Pas seulement une affaire de goût…


Chercher à appréhender un fruit dans sa diversité, c’est mettre des mots sur des perceptions sensorielles, qu’elles soient liées aux odeurs, au toucher, aux saveurs, aux arômes. Avec Christophe Prouteau, de l’Institut de dégustation basé à Tours, penchons-nous sur le cas de la pomme.
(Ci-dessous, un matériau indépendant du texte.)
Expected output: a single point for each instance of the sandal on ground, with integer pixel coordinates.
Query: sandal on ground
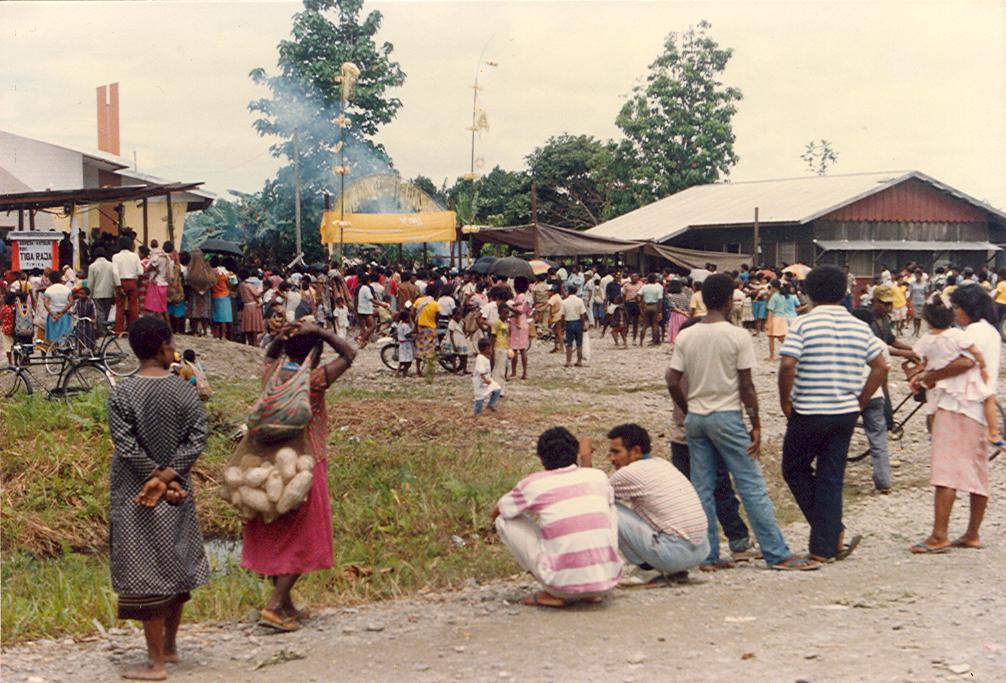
(540, 600)
(797, 564)
(961, 543)
(271, 620)
(847, 549)
(921, 548)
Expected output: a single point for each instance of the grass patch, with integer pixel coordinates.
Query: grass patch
(410, 483)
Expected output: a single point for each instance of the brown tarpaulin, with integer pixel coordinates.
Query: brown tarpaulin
(562, 241)
(551, 240)
(690, 259)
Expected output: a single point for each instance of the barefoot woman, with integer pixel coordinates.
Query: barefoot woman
(299, 541)
(159, 429)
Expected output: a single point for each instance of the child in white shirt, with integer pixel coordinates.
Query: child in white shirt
(484, 386)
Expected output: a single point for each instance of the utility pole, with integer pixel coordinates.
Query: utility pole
(297, 189)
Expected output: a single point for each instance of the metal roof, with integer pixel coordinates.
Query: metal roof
(904, 245)
(790, 200)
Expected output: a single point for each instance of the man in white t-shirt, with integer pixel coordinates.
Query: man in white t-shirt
(717, 359)
(574, 316)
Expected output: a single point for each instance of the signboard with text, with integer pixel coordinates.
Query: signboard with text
(34, 250)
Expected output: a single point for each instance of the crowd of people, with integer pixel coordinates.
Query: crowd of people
(579, 532)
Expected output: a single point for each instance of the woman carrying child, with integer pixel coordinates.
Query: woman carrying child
(301, 540)
(159, 429)
(964, 409)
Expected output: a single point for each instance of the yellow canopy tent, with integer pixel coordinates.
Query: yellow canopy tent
(388, 228)
(429, 222)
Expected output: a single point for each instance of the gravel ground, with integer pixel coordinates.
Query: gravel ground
(883, 615)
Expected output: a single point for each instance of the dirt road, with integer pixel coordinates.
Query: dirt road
(883, 615)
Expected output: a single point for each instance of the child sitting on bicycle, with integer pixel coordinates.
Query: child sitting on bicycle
(942, 346)
(85, 313)
(401, 329)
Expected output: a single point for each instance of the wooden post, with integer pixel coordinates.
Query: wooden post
(171, 219)
(146, 229)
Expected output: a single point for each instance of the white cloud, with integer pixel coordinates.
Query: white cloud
(892, 84)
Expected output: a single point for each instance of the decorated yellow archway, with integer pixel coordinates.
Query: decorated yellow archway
(427, 222)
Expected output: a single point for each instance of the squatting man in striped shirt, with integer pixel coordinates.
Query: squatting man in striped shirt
(821, 391)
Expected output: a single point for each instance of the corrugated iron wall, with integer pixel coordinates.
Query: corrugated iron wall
(910, 200)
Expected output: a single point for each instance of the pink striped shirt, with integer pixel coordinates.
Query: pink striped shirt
(579, 529)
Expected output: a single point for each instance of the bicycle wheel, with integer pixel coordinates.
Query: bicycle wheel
(118, 357)
(53, 355)
(389, 356)
(87, 379)
(13, 383)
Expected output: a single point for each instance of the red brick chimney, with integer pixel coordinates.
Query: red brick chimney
(108, 119)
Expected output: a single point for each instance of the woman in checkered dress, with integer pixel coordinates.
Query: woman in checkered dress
(159, 429)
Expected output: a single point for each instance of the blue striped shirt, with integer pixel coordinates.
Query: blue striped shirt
(831, 348)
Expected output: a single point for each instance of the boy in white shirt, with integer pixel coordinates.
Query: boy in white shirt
(484, 386)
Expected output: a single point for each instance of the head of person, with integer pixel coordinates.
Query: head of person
(826, 285)
(627, 444)
(557, 448)
(150, 339)
(972, 304)
(883, 300)
(717, 293)
(485, 346)
(299, 346)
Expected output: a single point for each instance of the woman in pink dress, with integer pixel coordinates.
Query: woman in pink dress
(301, 540)
(520, 309)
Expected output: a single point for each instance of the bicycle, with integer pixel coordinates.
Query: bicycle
(110, 349)
(77, 377)
(895, 428)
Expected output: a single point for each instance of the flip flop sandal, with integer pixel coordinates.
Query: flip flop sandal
(533, 602)
(849, 547)
(924, 549)
(271, 620)
(960, 543)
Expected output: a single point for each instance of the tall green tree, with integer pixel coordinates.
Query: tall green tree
(678, 125)
(305, 98)
(569, 180)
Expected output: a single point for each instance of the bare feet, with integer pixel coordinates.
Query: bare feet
(145, 672)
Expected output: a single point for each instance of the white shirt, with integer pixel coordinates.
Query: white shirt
(572, 309)
(127, 265)
(483, 369)
(989, 343)
(711, 355)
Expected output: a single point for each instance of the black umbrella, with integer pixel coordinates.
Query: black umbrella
(483, 265)
(215, 245)
(512, 267)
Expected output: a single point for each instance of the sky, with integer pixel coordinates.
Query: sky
(892, 84)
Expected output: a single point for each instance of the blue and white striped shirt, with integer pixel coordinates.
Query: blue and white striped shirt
(831, 348)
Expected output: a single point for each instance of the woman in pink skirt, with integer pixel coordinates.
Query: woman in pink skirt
(299, 541)
(253, 323)
(960, 434)
(520, 309)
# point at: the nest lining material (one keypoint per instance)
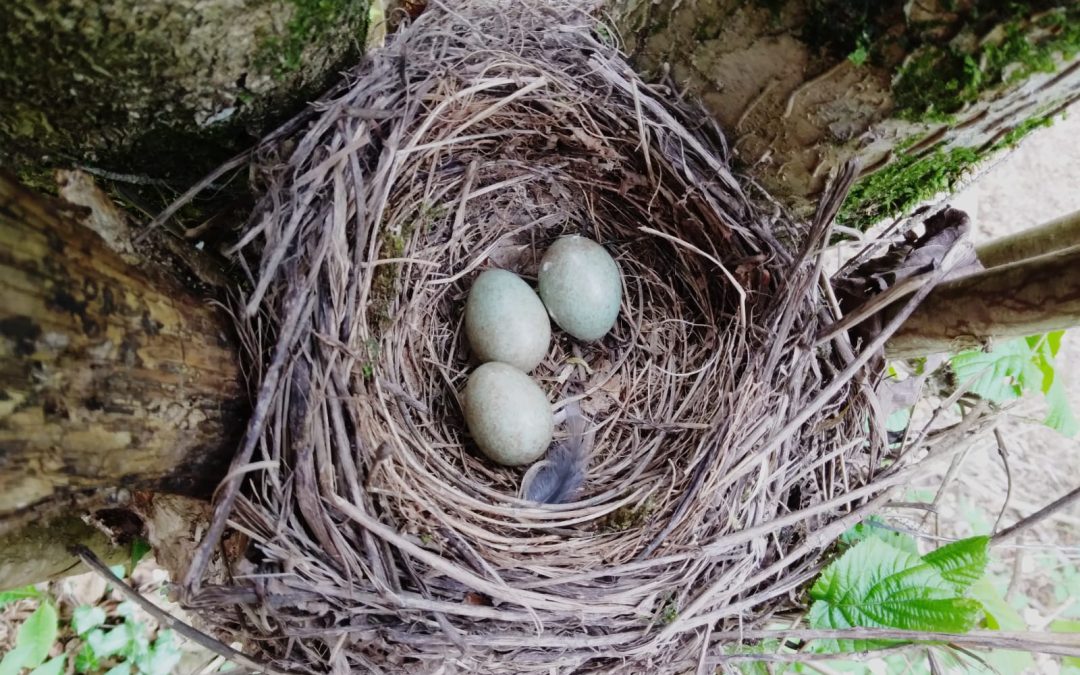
(377, 537)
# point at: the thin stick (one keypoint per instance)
(1036, 517)
(1003, 453)
(1054, 644)
(169, 620)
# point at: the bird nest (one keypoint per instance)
(364, 530)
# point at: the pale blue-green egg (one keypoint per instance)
(505, 321)
(581, 286)
(508, 414)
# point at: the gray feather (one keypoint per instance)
(558, 477)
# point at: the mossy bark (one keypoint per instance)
(111, 376)
(919, 91)
(161, 90)
(1016, 299)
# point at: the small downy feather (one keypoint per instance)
(557, 477)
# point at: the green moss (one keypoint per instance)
(166, 91)
(628, 516)
(1025, 127)
(903, 185)
(842, 27)
(310, 19)
(940, 80)
(935, 83)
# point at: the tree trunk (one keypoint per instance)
(162, 90)
(1057, 234)
(920, 92)
(1015, 299)
(112, 377)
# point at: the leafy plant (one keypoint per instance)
(126, 644)
(119, 644)
(878, 584)
(18, 594)
(32, 642)
(1013, 367)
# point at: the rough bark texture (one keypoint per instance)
(1031, 296)
(110, 376)
(163, 89)
(919, 91)
(40, 553)
(1057, 234)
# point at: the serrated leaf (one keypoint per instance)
(109, 643)
(17, 594)
(961, 563)
(874, 584)
(53, 666)
(86, 618)
(164, 656)
(1000, 375)
(1066, 625)
(38, 633)
(86, 661)
(14, 660)
(874, 526)
(1060, 417)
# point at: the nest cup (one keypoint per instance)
(370, 535)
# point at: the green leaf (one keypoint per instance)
(878, 585)
(1067, 625)
(139, 549)
(1000, 375)
(164, 656)
(53, 666)
(18, 594)
(1060, 417)
(38, 633)
(110, 643)
(875, 527)
(1001, 616)
(86, 661)
(14, 660)
(1018, 365)
(858, 57)
(961, 563)
(86, 618)
(127, 609)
Ce n’est que par la dégustation, ludique pour les non avertis ou scientifique pour les professionnels du goût, qu’il sera possible d’établir le registre des sensations qu’elle procure. « Avant la dégustation, la première perception est visuelle. On parle alors de forme, d’aspect, de couleur. Il y a des dominantes, pour la couleur le vert, le rouge, l’orange. Puis viennent des impressions olfactives quand la pomme a été coupée. Les odeurs qui émanent du fruit peuvent être classées par familles, florale ou végétale par exemple ; ou par analogie c’est-à-dire rappelant des odeurs de fruits rouges comme la cerise, la fraise, la framboise ou de fruits exotiques, litchi, banane, mangue. La palette des odeurs dépendra de l’état de maturité du fruit mais aussi de son lieu de stockage, avec des impressions d’anis, de réglisse, de terre parfois, qui peuvent apparaître ».
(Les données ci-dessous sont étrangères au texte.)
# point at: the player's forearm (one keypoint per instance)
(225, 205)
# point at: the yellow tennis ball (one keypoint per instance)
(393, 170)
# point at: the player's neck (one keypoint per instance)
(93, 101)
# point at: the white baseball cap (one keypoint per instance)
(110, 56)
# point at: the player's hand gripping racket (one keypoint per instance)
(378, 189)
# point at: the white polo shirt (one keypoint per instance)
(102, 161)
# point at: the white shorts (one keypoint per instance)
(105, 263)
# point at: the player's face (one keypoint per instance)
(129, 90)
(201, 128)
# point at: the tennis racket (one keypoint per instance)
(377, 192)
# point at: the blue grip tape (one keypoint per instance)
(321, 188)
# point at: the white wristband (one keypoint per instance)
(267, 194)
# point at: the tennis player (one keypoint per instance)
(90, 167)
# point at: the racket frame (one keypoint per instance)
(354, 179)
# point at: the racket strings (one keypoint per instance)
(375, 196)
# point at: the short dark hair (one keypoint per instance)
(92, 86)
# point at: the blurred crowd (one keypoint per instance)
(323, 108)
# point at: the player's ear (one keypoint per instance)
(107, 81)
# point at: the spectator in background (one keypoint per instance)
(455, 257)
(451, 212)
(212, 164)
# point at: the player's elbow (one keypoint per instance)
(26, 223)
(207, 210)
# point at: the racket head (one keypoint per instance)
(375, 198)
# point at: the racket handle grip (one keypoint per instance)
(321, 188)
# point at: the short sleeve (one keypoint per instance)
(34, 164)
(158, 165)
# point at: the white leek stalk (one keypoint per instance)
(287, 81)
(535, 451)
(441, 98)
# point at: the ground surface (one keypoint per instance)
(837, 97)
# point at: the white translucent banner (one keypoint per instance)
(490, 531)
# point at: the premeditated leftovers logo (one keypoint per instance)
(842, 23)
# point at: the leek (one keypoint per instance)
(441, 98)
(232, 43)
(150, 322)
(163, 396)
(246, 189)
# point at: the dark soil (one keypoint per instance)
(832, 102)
C’est ensuite par son passage en bouche que la pomme va se dévoiler sans retenue. « Les perceptions gustatives vont du sucré à l’amer, en passant par le salé et l’acidulé. C’est souvent la peau qui apporte un léger goût salé ». Les impressions en bouche ne sont pas seulement liées au goût, il y a des perceptions olfactives. On parle alors d’arôme. « On retrouve, en bouche, la plupart des odeurs du fruit coupé. Mais il s’en ajoute d’autres que l’on n’avait pas perçues auparavant ».

Croquer la pomme permet encore de la décrire en termes de toucher et d’audition. Dans le premier cas, on parle de pomme granuleuse, farineuse. Pour les bruits émis, on se réfère souvent  à ceux de pas dans la neige fraîche ou compacte.
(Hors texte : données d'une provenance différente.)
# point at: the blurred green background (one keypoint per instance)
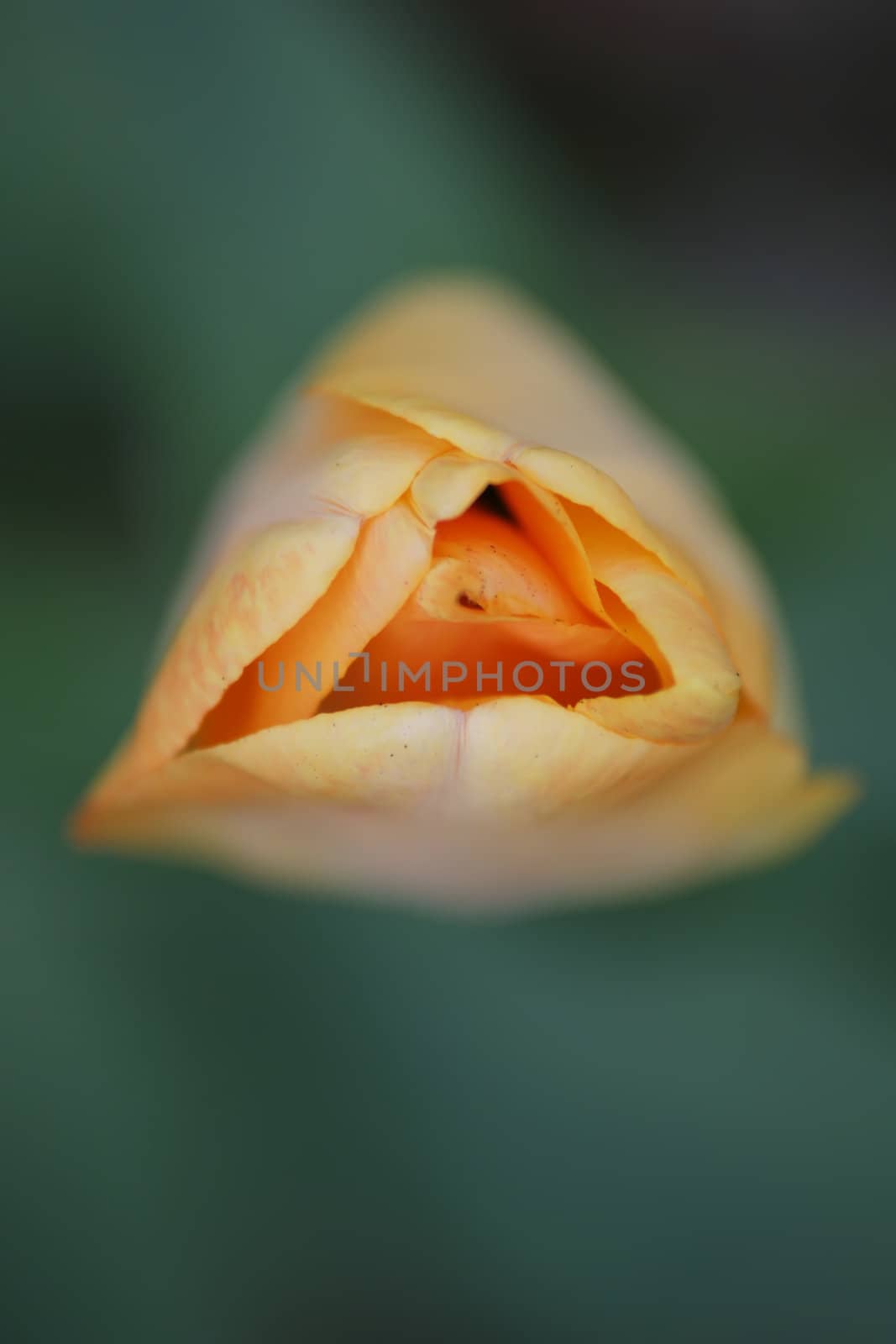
(235, 1117)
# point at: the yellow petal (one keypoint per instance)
(745, 800)
(479, 349)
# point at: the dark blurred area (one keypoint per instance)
(235, 1117)
(747, 145)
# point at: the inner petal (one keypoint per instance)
(492, 618)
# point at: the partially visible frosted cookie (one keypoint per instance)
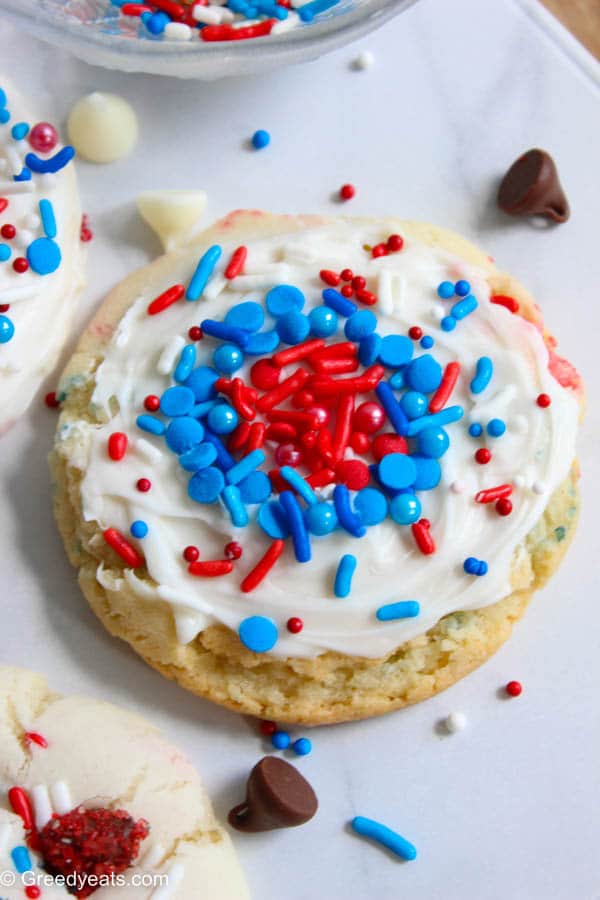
(94, 801)
(41, 268)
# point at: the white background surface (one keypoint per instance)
(509, 808)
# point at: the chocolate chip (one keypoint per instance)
(277, 796)
(531, 187)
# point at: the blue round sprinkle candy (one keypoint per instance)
(7, 329)
(433, 442)
(228, 358)
(280, 740)
(397, 471)
(184, 433)
(395, 350)
(138, 529)
(424, 374)
(405, 509)
(414, 404)
(177, 401)
(496, 427)
(323, 321)
(255, 487)
(206, 485)
(293, 327)
(302, 746)
(321, 518)
(202, 382)
(249, 316)
(446, 290)
(258, 634)
(222, 419)
(198, 457)
(371, 506)
(360, 324)
(429, 473)
(273, 520)
(43, 255)
(284, 298)
(261, 139)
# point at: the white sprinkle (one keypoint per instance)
(178, 31)
(363, 61)
(455, 722)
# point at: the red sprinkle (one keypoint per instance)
(117, 445)
(121, 545)
(263, 567)
(236, 263)
(170, 296)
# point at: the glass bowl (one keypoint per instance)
(95, 31)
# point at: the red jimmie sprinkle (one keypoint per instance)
(170, 296)
(263, 567)
(117, 445)
(236, 263)
(121, 545)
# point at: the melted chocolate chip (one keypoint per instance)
(277, 796)
(531, 187)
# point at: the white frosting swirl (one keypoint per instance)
(537, 449)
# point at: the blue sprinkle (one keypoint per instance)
(368, 349)
(247, 464)
(228, 358)
(360, 325)
(344, 574)
(284, 298)
(293, 327)
(405, 609)
(177, 401)
(224, 332)
(53, 164)
(321, 518)
(280, 740)
(299, 484)
(371, 505)
(199, 457)
(139, 529)
(323, 321)
(340, 304)
(261, 139)
(235, 506)
(496, 427)
(273, 520)
(258, 634)
(150, 424)
(385, 836)
(405, 509)
(397, 470)
(249, 316)
(204, 270)
(206, 485)
(43, 255)
(183, 434)
(47, 216)
(483, 374)
(445, 290)
(302, 746)
(255, 487)
(300, 538)
(222, 419)
(348, 519)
C’est l’étude et la comparaison scientifiques de toutes ces données qui permettent d’établir le véritable bilan sensoriel d’un fruit. Une démarche qui peut être appliquée aux produits dérivés, comme le cidre dans le cas de la pomme. « Les cidres du Perche dévoilent des arômes spécifiques. On y retrouve selon les cas des sensations de curry, de céleri, de résine, de pin, d’anis… ».